The gig was okay, but we were glad to be setting off for home. Alas, the journey was not peaceful. For some freakish reason, loads of signposts have been painted over. I can't figure out why this is, or what "side" could have done it. I mean, if the reason is to confuse the fiendish British, it's not like the British army can't get maps. We wondered whether it was just the signposts to the Dublin road, and whether they had been painted over by deranged loyalists to confuse any southern visitors trying to get home. Although you'd think they'd want us evil Fenians to be able to leave and get back to worshiping the Pope and having a million kids. Anyway. We missed the turn (because we didn't know whether it was) and found ourselves driving in the direction of Omagh, with no way of figuring out the right way. After driving around in increasing despair for nearly an hour, we found ourselves able to get on the other side of the motorway, and had to drive nearly all the way back to Belfast, where we found an only partly-painted over sign which showed us the road south, and off we went. At this stage it was half one in the morning. Tempers were frayed.

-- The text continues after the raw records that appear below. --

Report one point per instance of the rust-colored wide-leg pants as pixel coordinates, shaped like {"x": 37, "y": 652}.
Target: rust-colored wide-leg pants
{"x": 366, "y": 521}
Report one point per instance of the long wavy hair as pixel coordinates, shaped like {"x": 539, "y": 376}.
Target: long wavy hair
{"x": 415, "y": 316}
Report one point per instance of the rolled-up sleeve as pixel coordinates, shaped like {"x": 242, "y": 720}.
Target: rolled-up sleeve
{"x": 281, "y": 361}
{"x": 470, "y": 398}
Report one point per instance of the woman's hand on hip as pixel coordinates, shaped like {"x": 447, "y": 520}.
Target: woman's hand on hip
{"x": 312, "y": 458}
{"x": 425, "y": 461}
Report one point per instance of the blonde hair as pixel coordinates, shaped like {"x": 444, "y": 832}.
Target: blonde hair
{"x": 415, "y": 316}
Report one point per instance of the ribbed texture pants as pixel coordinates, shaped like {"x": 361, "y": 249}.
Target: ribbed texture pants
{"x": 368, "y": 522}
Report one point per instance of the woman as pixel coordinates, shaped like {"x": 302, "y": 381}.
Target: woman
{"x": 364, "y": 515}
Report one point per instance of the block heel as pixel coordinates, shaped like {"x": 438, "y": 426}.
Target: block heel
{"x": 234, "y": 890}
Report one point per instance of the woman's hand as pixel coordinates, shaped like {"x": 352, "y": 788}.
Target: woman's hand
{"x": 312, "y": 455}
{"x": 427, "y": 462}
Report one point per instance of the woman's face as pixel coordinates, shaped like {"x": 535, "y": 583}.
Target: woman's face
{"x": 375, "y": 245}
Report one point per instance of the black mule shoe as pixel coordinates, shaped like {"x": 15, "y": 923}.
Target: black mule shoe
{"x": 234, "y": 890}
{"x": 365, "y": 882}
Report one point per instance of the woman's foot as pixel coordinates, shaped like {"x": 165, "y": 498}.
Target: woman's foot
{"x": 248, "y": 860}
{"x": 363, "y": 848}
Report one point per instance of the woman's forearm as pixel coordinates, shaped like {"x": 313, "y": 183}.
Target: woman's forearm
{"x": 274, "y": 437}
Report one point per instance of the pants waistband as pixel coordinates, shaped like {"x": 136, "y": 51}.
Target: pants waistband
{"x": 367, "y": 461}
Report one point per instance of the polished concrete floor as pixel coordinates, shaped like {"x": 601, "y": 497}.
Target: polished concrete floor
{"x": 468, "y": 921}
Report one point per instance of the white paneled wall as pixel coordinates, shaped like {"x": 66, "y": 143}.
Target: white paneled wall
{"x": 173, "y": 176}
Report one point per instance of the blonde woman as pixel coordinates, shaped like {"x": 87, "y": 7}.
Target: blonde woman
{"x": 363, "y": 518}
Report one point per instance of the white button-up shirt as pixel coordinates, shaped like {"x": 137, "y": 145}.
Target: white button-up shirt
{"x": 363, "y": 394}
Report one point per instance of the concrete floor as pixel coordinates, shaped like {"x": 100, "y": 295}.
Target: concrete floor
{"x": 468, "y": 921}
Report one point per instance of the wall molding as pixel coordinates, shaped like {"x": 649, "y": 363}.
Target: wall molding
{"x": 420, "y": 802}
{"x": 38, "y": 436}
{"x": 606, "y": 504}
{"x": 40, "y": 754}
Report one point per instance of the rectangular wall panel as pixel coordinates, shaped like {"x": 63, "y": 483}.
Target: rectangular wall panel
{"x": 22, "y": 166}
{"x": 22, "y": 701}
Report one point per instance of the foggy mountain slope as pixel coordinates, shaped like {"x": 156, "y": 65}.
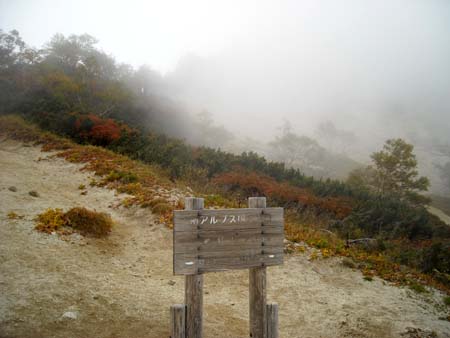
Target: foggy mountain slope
{"x": 123, "y": 285}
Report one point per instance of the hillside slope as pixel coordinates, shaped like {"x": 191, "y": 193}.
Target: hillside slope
{"x": 122, "y": 286}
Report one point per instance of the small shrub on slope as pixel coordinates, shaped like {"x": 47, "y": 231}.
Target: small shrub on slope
{"x": 87, "y": 222}
{"x": 82, "y": 220}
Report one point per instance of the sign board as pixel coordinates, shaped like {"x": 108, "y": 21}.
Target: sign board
{"x": 216, "y": 240}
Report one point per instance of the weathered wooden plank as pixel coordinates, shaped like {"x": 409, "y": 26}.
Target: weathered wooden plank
{"x": 272, "y": 320}
{"x": 177, "y": 321}
{"x": 191, "y": 264}
{"x": 210, "y": 241}
{"x": 257, "y": 287}
{"x": 193, "y": 289}
{"x": 227, "y": 219}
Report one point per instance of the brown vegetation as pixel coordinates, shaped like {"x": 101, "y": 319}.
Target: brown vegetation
{"x": 82, "y": 220}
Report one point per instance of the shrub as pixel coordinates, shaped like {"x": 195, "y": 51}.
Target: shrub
{"x": 33, "y": 193}
{"x": 418, "y": 288}
{"x": 51, "y": 220}
{"x": 161, "y": 208}
{"x": 87, "y": 222}
{"x": 13, "y": 215}
{"x": 447, "y": 300}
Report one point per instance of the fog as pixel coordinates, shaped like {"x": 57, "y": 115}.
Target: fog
{"x": 375, "y": 69}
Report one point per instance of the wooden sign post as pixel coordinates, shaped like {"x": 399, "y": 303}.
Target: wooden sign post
{"x": 228, "y": 239}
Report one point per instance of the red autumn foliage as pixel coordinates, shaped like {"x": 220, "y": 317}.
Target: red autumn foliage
{"x": 253, "y": 183}
{"x": 98, "y": 130}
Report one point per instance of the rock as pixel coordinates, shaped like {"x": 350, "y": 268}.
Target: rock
{"x": 33, "y": 193}
{"x": 70, "y": 315}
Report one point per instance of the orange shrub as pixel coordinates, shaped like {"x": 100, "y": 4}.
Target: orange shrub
{"x": 253, "y": 184}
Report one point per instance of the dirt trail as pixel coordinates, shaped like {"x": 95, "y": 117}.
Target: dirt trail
{"x": 123, "y": 286}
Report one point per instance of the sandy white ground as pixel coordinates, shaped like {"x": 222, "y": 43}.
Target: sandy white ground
{"x": 123, "y": 286}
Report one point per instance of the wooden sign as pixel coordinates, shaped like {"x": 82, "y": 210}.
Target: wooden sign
{"x": 218, "y": 240}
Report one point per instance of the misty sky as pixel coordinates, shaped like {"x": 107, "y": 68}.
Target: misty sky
{"x": 252, "y": 64}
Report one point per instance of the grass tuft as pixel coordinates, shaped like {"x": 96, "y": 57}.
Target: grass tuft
{"x": 87, "y": 222}
{"x": 81, "y": 220}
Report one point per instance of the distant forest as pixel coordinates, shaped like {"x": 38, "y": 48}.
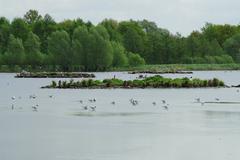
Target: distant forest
{"x": 39, "y": 41}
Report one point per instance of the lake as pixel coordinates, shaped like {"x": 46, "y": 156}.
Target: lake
{"x": 61, "y": 129}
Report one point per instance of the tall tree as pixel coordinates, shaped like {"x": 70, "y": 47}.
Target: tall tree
{"x": 32, "y": 16}
{"x": 32, "y": 50}
{"x": 15, "y": 52}
{"x": 59, "y": 45}
{"x": 4, "y": 34}
{"x": 19, "y": 28}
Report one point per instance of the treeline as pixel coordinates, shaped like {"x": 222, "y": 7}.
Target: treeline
{"x": 39, "y": 41}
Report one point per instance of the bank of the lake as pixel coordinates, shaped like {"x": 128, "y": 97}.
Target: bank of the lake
{"x": 148, "y": 82}
{"x": 180, "y": 67}
{"x": 162, "y": 68}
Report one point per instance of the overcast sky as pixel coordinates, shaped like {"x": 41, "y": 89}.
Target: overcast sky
{"x": 176, "y": 15}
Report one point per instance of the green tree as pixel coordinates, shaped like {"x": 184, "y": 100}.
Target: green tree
{"x": 232, "y": 47}
{"x": 101, "y": 54}
{"x": 135, "y": 59}
{"x": 32, "y": 50}
{"x": 134, "y": 38}
{"x": 81, "y": 45}
{"x": 19, "y": 28}
{"x": 4, "y": 34}
{"x": 59, "y": 45}
{"x": 32, "y": 16}
{"x": 15, "y": 52}
{"x": 119, "y": 55}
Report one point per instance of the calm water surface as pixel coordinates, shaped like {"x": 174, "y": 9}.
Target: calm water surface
{"x": 62, "y": 130}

However! Things got better when the journey turned into a sort of Nature Drive. First we saw a fox waiting to cross the road, which was very cute (it waited for us to go by and then crossed very sedately). Then another fox ran along the road beside the car. Then we saw a rabbit. And then, best of all, we saw an owl! A real owl! I'd never seen one in the wild before, and it was amazing. It flew right across the road, quite low, and it had a large fat body and huge flapping wings. About twenty minutes later, we saw another one, at which stage I was expecting to see an eagle or something. But there were no more animals until we were practically home, and then we saw a perfectly enormous fox, which ran across the Stillorgan Dual-Carriageway, just past Foxrock (!) church, and ran into a sort of shrubbery. It was much larger than its rural cousins, probably because it lives off human bins. We've seen foxes round here before -in fact, on one summer evening, Patrick and I turned a corner in the park and found ourselves about ten feet away from one. We and the fox stared at each other for a moment, and then the fox dived into the undergrowth. And one night we saw a fox in the front garden. But we've seldom seen so many beasts in one night, and it almost made up for the endless hours of ddriving. Almost.
In other news, my dear friend Isabel is back from America today, but I may not be able to see her tonight because we are doing a stupid gig. But still.